The Town-Ho’s Story introduces an interesting narrative strategy in Moby Dick. Rather than events unfolding in chronological order, Ishmael jumps ahead, to his later telling of this story on shore. This reintroduces the question of Ishmael as a character, which we have begun to largely ignore, in favor of analyzing Ahab, about whom we are given far more information. Harrison Hayford examines this to some extent in his essay “Loomings”. Though I found the vast majority of his ideas fairly problematic, he did give a very interesting account of Ishmael’s importance. His characterization of Ishmael as a “symphetic but perplexed observer”, fits in very nicely with my view of him as not quite corporeal in the way that Melville’s other characters are (658).

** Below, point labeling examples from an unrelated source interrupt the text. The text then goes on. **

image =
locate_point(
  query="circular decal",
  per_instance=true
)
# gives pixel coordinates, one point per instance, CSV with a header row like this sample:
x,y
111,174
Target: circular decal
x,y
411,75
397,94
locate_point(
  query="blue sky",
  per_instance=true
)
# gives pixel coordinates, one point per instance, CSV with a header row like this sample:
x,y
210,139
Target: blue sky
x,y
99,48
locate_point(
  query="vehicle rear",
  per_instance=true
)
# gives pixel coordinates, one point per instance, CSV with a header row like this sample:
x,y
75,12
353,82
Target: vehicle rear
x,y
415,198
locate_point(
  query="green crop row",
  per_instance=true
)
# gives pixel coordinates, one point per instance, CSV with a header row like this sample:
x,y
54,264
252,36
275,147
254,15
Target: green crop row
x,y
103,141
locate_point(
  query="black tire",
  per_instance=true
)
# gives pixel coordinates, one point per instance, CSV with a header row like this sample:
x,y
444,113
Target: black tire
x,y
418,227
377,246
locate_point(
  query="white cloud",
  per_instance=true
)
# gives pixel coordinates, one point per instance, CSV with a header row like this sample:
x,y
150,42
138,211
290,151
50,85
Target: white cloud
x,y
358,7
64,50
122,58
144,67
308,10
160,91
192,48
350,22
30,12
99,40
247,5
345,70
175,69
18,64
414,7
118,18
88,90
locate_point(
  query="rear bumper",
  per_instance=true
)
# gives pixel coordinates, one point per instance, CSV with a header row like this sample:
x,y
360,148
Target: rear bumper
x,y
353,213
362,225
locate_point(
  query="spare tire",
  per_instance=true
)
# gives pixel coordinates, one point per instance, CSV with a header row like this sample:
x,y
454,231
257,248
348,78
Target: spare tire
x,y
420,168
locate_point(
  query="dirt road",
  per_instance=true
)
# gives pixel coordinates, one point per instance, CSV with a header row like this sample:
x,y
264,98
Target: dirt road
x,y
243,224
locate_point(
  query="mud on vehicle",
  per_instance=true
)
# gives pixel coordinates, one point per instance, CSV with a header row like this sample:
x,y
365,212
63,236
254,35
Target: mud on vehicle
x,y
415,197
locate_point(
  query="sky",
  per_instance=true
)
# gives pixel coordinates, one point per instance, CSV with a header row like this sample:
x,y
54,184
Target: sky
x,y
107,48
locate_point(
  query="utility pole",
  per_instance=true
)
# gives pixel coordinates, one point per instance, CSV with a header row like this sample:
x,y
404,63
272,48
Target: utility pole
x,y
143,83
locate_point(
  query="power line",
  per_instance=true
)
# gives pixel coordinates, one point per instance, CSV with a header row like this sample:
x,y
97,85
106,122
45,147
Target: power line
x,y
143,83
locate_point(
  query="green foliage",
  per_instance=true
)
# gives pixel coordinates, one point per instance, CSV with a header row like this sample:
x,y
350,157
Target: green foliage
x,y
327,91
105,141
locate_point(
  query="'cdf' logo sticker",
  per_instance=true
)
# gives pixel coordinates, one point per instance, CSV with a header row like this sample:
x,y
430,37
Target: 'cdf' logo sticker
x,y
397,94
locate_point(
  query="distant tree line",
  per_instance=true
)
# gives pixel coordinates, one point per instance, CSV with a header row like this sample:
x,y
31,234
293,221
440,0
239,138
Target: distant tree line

However, Hayford’s far reaching assertions about the novel are far more questionable. He suggests that Ishmael’s stated dislike of being a cook can be extrapolated to mean that Ishmael has a fundamental problem with subjecting others to his power. The continuation that this is also related to bodily injuries is simply implausible to me. Perhaps I’m not a good judge, not having finished the book, but this, as well as his analysis of the diction that Melville uses, do not appear to be well supported ideas (662-663). This is not always true, though. Hayford proposes the idea that Ishmael and Ahab treat every person as an unsolvable problem. When combined with his suggestion that the ocean is similarly an insoluble problem, this leads us back to our examination of the ocean as representing the infinite, and then to the concept of microcosms; each person has some part of the universe (or the ocean) within them. All of this is extremely Platonic, which has proven to be a major theme throughout our reading.
I also read several reviews of Moby Dick, including “A Primitive Formation of Profanity and Indecency”, and “Not Worth the Money Asked for It”. The former makes a point of praising what they refer to as “Moly-Dick” for its gripping narrative, claiming that “…the writer is half the time on his head, and the other half dancing a pirouette on one toe.” Of course, after Moly-Dick is introduced, the book becomes inane, vulgar and poorly written. Their primary point is that Melville’s writing is offensive, and thus he will go to hell, both for wasting his life, and for blasphemy (as will his publishers). The second review claims that Melville writes as though he is insane, and thus the novel is over priced. How did something so clearly hated become the Great American Novel?
Finally, I also read the review Gabriel read. I was somewhat concerned that someone who wrote, “The strongest point of the book is its ‘characters’”, is in any way qualified to criticize literature.